Une bonne machine est une machine sachant coder. Mais une machine privée de ses membres n’est bonne à rien. Il ne lui reste que son cerveau pour penser. La Jeune Fille accepta ce destin et devint, dès lors, La Jeune Fille sans Mains. Elle savait que le Diable ne la prendrait que si ses mains pouvaient courir sur le clavier et qu’il n’aurait que faire d’une pauvre fille aux moignons sanglants. Le Diable, ce jour-là, fut trompé… Par le meunier ? Certes, il partit en jurant que ce dernier l’avait escroqué, mais le pauvre meunier était l’agneau innocent de l’histoire. Là où le Diable fut dupé, c’est en pensant qu’être une femme serait une faiblesse et que celle qu’il avait devant lui, privée de ses mains, était incapable de réfléchir. C’est en songeant à cette idée, à cette première victoire sur son adversaire, que le lendemain, La Jeune Fille sans Mains prit la décision de quitter ses parents.

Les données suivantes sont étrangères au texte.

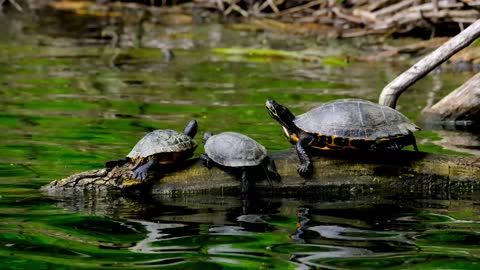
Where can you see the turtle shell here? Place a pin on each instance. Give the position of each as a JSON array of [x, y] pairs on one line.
[[355, 119], [162, 141], [233, 149]]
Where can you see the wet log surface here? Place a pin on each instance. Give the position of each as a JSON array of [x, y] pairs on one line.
[[352, 172]]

Plus tard, en repensant à ce moment de son existence et en contemplant les mains d’argent articulées offertes par son époux en cadeau de mariage, elle sourirait de la bêtise du Diable.

* * *

Cette nouvelle a été écrite dans le cadre d'un défi proposé par mes soins : prendre une oeuvre de littérature quelconque et la transposer dans un autre univers. L'idée de cette nouvelle m'était venue avant de proposer le défi.

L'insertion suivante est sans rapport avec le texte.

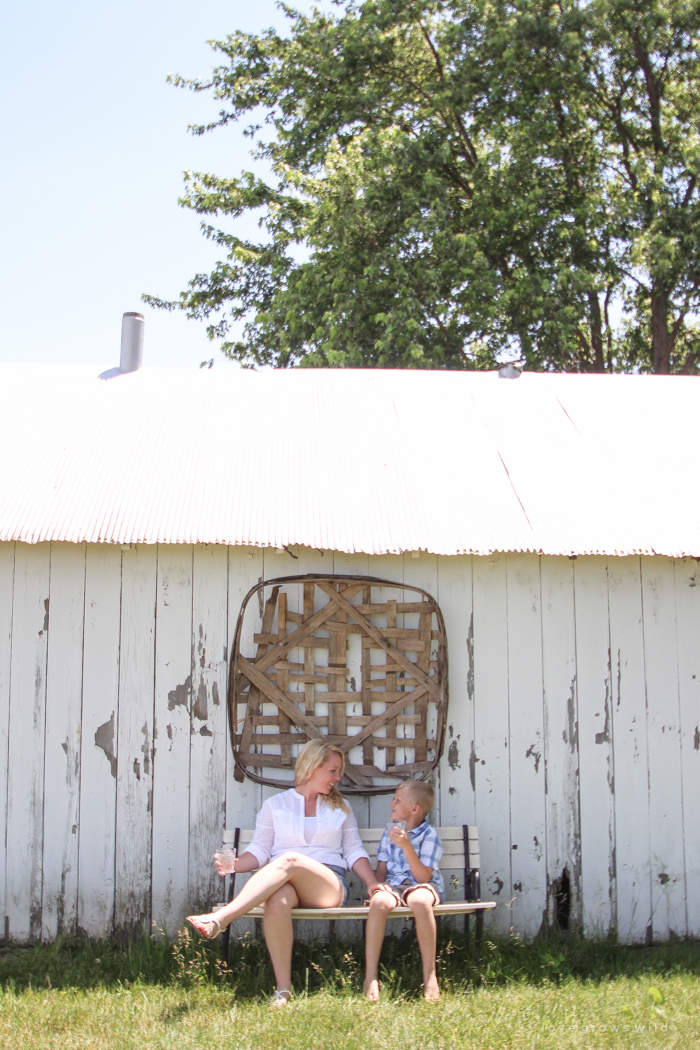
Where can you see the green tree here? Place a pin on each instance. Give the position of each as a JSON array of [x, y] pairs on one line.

L'oeuvre choisie est l'un des nombreux contes amassés et popularisés par les frères Grimm au XIXème siècle : La Jeune Fille sans Mains. Transposé ici dans un univers futuriste, ce conte raconte à l'origine comment la fille d'un meunier parvient à échapper au Diable qui la poursuit, grâce à sa grande piété (la religion occupant une place conséquente dans ce conte, avec l'apparition d'un ange comme adjuvant et la "martyrisation" de la jeune fille) mais aussi grâce à son intelligence. Ces deux qualités lui permettent également de s'attirer les faveurs d'un prince, celui qui lui offrira des mains d'argent pour compenser celles qu'elle a coupé pour échapper une première fois au Diable. A la fin, ils vivent heureux avec leur enfant qui porte le doux nom d'Affligé. Bref, beaucoup de détails dans ce résumé vous font comprendre pourquoi Disney ne vous a jamais raconté l'histoire de cette princesse un peu particulière.

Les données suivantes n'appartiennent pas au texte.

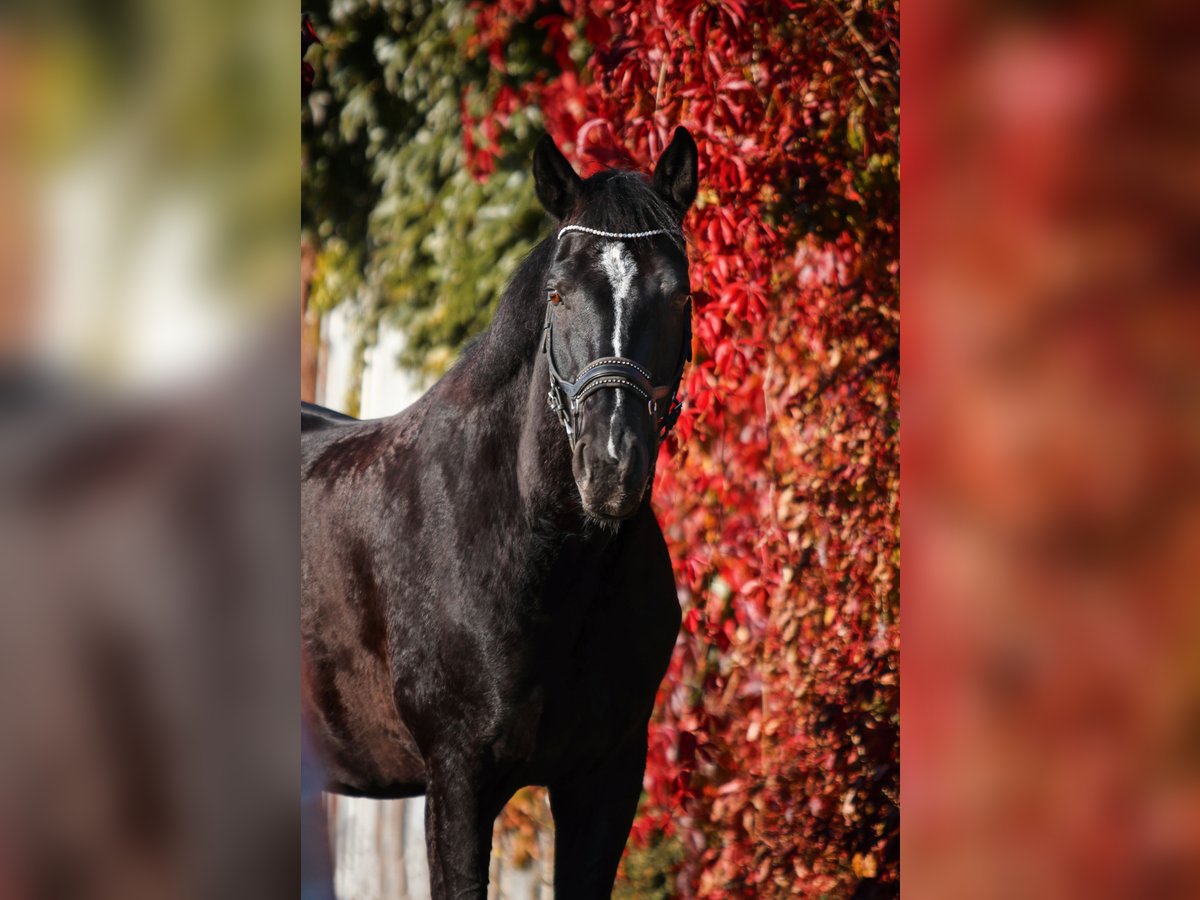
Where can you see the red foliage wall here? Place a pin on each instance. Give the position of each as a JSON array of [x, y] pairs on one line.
[[774, 750]]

A l'heure où l'on remet en cause la manière dont Prince Charmant sort Blanche-Neige ou Belle aux Bois Dormants de leur torpeur, j'ai trouvé intéressante l'idée de transposer un conte et de l'adapter à des thématiques plus actuelles. Je pense que cela vaut mieux que l'éradication pure et simple de tout ce pan culturel qui pose problème parce qu'il vieillit mal, la plupart des contes à princesse (ou pas) ayant pour but d'éduquer les jeunes filles à devenir de parfaites épouses. A ce sujet, si vous préférez des princesses gores qui ne se laissent pas marcher sur les pieds dans ces fameux contes classiques, je vous recommande Le Lièvre de Mer (toujours de ces chers frères Grimm).